Kamis 25 Nov 2021 00:25 WIB

Jaring SDM Unggul, Dunia Usaha Gandeng Pendidikan Vokasi

Pemerintah saat ini memfokuskan pembangunan SDM lewat pendidikan vokasi

Rep: Mgrol131/ Red: Gita Amanda
Webinar Road to DUDI Awards 2021 dengan tema “Peran Strategis Industri dalam Pembangunan SDM Vokasi”, Selasa (23/11).
Foto: Dokumen Istimewa
Webinar Road to DUDI Awards 2021 dengan tema “Peran Strategis Industri dalam Pembangunan SDM Vokasi”, Selasa (23/11).

REPUBLIKA.CO.ID, JAKARTA -- Sumber Daya Manusia (SDM) yang unggul, menjadi salah satu kunci kemajuan suatu perusahaan di Era 4.0. Hal ini membuat dunia usaha dan industri menjalin kemitraan dengan pendidikan vokasi.

Kemitraan dengan Dunia Usaha dan Dunia Industri (DUDI) memang sudah menjadi ciri khas dari pendidikan vokasi. Sebab dari proses pembelajaran, pengembangan, penguatan SDM, hingga perekrutan lulusan vokasi sudah berjalan sedemikian rupanya melalui kemitraan ini.

Dirjen Pendidikan Vokasi Kemendikbudristek, Wikan Sakarinto, mengatakan para peserta didik, baik siswa maupun mahasiswa yang menjalani masa pendidikannya harus mendapatkan pengalaman dan merasakan bagaimana kultur dari dunia usaha, dunia industri, dan dunia kerja. Sehingga saat lulus nantinya akan menjadi SDM yang terampil dan dapat memenuhi kebutuhan dari industri.

“Kalau bicara hard skills, lulusan vokasi sudah cukup kompeten dan menguasai. Namun yang perlu untuk ditingkatkan adalah soft skills, meliputi kemampuan berkomunikasi, team work, leadership, integritas, kemandirian, dan karakternya. Justru ini yang lebih banyak dibutuhkan DUDI dan dunia kerja,” kata Wikan saat webinar Road to DUDI Awards 2021 dengan tema “Peran Strategis Industri dalam Pembangunan SDM Vokasi”, Selasa (23/11) lalu.

Pemerintah saat ini memfokuskan pembangunan sumber daya manusia (SDM) lewat pendidikan vokasi. Karena vokasi yang unggul dapat menjadi potensi terdongkraknya peningkatan ekonomi nasional dan daya saing bangsa.

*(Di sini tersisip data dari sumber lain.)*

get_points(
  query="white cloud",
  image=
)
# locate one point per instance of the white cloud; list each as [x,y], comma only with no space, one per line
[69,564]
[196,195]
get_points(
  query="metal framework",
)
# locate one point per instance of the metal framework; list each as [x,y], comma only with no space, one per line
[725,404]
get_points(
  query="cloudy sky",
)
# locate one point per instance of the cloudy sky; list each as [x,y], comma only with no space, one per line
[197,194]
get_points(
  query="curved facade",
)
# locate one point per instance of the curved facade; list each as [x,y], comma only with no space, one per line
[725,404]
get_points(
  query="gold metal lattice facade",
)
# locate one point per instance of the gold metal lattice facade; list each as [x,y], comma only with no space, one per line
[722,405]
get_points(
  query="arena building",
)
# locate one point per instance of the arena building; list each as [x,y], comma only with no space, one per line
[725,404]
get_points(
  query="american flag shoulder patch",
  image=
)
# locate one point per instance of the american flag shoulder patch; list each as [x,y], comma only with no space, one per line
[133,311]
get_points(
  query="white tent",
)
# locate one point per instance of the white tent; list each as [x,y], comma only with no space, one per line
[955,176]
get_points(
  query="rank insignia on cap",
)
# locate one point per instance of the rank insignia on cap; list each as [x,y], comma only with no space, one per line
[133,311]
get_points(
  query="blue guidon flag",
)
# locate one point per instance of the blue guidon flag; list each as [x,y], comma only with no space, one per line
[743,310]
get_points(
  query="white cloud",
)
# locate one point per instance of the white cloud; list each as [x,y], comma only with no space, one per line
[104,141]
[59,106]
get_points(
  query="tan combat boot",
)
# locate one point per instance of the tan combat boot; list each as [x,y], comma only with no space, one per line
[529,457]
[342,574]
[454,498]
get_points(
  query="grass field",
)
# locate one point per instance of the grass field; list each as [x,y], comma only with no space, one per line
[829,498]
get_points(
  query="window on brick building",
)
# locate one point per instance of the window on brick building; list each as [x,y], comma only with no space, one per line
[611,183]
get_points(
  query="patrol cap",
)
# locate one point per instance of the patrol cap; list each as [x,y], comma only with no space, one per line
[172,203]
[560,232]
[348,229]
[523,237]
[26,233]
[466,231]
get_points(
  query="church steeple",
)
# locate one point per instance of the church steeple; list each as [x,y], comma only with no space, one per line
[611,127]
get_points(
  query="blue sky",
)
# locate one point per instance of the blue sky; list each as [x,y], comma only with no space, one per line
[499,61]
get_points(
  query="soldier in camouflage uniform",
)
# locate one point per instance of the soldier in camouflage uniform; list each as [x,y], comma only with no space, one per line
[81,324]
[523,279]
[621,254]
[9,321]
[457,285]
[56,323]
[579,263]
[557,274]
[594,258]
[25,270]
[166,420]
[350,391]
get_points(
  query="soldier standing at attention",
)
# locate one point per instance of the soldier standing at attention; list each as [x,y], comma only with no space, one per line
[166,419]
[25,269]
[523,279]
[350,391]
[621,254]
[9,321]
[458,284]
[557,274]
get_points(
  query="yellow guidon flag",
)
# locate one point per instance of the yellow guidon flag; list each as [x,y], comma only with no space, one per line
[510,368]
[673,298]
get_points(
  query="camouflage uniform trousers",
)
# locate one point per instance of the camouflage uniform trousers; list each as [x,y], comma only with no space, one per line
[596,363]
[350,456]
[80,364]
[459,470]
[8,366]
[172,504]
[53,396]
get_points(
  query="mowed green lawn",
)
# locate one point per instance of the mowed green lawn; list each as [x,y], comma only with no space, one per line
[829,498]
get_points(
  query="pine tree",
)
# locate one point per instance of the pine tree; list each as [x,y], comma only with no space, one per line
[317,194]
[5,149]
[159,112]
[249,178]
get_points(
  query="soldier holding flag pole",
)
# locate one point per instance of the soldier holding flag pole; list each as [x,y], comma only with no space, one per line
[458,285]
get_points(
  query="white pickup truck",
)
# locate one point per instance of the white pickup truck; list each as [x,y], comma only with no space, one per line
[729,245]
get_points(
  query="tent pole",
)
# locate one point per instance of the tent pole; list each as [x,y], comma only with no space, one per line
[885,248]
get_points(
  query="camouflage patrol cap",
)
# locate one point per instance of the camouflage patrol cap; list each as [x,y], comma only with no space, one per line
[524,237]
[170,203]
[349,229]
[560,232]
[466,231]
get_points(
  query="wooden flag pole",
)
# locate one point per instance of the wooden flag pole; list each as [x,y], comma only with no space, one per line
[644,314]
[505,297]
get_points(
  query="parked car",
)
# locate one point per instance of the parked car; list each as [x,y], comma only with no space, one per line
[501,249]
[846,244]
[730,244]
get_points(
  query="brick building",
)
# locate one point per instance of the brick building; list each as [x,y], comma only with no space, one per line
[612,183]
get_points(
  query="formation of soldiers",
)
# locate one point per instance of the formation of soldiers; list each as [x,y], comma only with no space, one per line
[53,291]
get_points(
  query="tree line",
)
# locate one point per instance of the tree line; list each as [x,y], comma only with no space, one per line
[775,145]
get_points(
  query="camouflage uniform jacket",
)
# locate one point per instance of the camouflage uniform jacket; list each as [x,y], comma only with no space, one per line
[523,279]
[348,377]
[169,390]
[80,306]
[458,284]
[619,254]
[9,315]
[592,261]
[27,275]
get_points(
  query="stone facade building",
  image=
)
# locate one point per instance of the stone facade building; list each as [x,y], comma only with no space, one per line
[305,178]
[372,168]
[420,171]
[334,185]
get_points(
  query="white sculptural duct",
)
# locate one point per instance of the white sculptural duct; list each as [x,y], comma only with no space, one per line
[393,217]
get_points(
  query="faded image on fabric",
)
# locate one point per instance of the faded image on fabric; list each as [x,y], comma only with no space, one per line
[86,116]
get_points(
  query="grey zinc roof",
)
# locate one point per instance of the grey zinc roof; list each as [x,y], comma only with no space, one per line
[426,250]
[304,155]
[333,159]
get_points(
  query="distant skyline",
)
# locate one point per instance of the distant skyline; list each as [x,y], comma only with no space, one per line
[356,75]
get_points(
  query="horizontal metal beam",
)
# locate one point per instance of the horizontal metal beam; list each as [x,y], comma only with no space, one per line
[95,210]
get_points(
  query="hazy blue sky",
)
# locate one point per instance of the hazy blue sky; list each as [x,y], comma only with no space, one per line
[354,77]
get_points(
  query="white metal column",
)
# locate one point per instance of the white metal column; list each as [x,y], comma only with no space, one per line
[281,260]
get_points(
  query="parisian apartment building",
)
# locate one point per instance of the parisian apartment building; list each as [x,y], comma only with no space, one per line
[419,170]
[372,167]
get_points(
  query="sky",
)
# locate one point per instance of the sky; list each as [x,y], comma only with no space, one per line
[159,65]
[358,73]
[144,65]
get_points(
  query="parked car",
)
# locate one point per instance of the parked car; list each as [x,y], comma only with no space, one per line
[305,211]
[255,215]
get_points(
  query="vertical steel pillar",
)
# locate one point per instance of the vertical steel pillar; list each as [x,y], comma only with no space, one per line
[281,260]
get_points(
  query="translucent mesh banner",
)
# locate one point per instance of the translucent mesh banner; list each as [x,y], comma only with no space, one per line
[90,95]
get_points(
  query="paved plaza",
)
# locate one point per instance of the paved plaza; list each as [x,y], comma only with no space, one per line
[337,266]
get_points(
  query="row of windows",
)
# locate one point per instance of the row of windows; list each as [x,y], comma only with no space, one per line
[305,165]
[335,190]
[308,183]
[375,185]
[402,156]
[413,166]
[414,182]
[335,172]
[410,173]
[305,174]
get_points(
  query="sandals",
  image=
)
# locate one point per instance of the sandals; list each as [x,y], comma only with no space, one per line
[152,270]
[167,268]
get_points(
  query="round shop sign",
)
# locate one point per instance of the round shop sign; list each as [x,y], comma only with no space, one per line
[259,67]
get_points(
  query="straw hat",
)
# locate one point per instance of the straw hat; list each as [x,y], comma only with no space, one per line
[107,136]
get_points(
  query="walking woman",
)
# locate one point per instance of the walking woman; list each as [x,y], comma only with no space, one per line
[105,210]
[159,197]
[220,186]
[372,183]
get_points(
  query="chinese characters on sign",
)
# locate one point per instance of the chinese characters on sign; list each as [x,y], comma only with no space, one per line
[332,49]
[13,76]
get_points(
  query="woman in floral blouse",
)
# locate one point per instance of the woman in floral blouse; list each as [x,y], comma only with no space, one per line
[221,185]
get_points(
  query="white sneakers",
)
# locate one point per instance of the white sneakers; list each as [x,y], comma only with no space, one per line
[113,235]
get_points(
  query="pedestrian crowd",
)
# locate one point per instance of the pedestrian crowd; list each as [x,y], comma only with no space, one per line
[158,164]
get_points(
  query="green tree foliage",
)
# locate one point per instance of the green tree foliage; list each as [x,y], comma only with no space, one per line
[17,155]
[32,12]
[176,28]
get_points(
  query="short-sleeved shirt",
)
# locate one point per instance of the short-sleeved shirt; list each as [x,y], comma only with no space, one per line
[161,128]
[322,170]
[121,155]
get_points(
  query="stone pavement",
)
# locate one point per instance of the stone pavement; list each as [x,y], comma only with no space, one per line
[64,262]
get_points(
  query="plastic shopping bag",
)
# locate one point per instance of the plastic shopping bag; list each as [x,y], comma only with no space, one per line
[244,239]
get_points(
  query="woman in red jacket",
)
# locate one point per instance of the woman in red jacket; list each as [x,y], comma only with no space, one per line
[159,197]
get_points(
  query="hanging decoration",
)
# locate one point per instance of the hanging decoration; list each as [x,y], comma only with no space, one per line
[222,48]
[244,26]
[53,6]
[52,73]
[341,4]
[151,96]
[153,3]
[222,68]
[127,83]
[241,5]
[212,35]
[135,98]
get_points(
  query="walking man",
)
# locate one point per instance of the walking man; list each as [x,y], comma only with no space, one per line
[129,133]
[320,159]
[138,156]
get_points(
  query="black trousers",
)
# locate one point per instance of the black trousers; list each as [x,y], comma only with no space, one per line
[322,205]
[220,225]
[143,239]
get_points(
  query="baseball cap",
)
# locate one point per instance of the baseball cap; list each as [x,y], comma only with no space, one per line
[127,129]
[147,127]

Wikan menyebutkan bahwa salah satu komitmen dari Pemerintah Indonesia saat ini adalah mewujudkan link and match bagi pendidikan vokasi. Beliau juga menambahkan, Project Based Learning (PBL) yang riil merupakan salah satu model yang dapat diterapkan untuk seluruh satuan pendidikan vokasi di Tanah Air.

“Pelaksanaan PBL belum terlalu kuat walaupun sudah ada. PBL bukan sekadar melakukan project lalu selesai, tetapi PBL yang riil ini adalah yang berdasarkan pada pesanan industri yang benar-benar dibutuhkan,” kata Wikan.

Kemitraan antara pendidikan vokasi dengan DUDI saat ini telah berjalan dengan cukup baik. Para pelaku usaha dan dunia industri masih konsisten dalam bekerja sama dengan pendidikan vokasi selama proses pembelajaran. Tetapi belum semua kemitraan yang terjalin bersifat mutual benefit dan berkelanjutan, di tengah ambisi vokasi yang mengharapkan lulusannya dapat segera terserap oleh DUDI.

Namun Wikan berpendapat bahwa seharusnya industri itu lebih dilibatkan dalam proses kemitraan mereka dengan vokasi, mulai dari menyusun kurikulum bersama, mengajar bersama, melaksanakan PBL yang riil, merancang magang bersama, dan menyusun sertifikasi kompetensi yang disepakati bersama. Jika kerja sama tersebut sudah terjalin demikian, maka barulah vokasi dapat menawarkan kepada industri lulusan-lulusan mereka. Namun, hal tersebut juga tidak dapat dipaksa, karena akan tetap ada seleksi terhadap perekrutan SDM oleh perusahaan atau badan usaha.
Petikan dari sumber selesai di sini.